Burnham's personal vote is the countervailing factor. He won the Greater Manchester mayoral election in 2024 with a commanding majority and has been one of the most prominent elected figures in English regional politics for the better part of a decade. Whether a metropolitan mayoral profile translates cleanly to a constituency ballot — where local casework, not city-region strategy, defines the role — is the question his opponents will press.

The Conservatives, running Michael Winstanley, face a different calculation. Their 2024 general election result in seats of this type was often third or fourth place; the risk of tactical squeeze between Labour and Reform UK is real. The Liberal Democrats, with Jake Austin, are contesting ground where they have rarely been competitive in recent cycles.

For Reform UK, Makerfield is a test of whether their vote in the 2024 general election — when Nigel Farage's party polled strongly across parts of the North West — can be converted and consolidated in a post-election environment.
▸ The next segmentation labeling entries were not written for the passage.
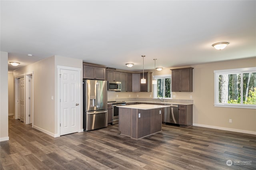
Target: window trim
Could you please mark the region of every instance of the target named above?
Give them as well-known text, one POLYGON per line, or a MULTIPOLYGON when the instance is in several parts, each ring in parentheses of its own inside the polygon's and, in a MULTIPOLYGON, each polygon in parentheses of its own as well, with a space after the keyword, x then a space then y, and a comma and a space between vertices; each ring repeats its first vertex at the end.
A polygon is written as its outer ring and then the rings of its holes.
MULTIPOLYGON (((242 103, 219 103, 219 76, 222 74, 233 74, 234 73, 240 73, 241 79, 244 73, 248 73, 252 72, 256 72, 256 67, 241 68, 238 69, 228 69, 225 70, 214 70, 214 107, 232 107, 236 108, 252 109, 256 109, 256 105, 247 105, 242 103)), ((241 91, 243 91, 243 86, 241 86, 241 91)), ((243 95, 241 94, 241 101, 243 101, 243 95)))
MULTIPOLYGON (((164 78, 170 78, 171 79, 171 85, 172 85, 172 75, 171 74, 165 74, 162 75, 157 75, 153 76, 153 78, 155 78, 156 79, 164 79, 164 78)), ((157 99, 157 96, 156 97, 156 93, 157 91, 156 85, 153 85, 153 99, 157 99)), ((171 85, 171 97, 163 97, 163 99, 172 99, 172 86, 171 85)))

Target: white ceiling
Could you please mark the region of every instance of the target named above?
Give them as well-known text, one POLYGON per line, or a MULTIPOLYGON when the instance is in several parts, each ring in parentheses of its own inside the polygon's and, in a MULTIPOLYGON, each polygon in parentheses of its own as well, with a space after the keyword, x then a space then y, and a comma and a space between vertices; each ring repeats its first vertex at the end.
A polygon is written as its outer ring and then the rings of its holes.
POLYGON ((255 0, 0 3, 1 51, 21 63, 9 71, 54 55, 131 71, 141 55, 146 70, 256 56, 255 0))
Kenyon's candidacy is the vehicle for that argument.

The broader political read, as much as any single by-election can carry one, is about the resilience of Labour's working-class northern base. Burnham's name on the ballot is partly an answer to that question in itself — a signal from Labour high command that the seat is being treated as a priority rather than a safe hold. Whether the electorate returns the compliment will be known on the night of 18 June 2026.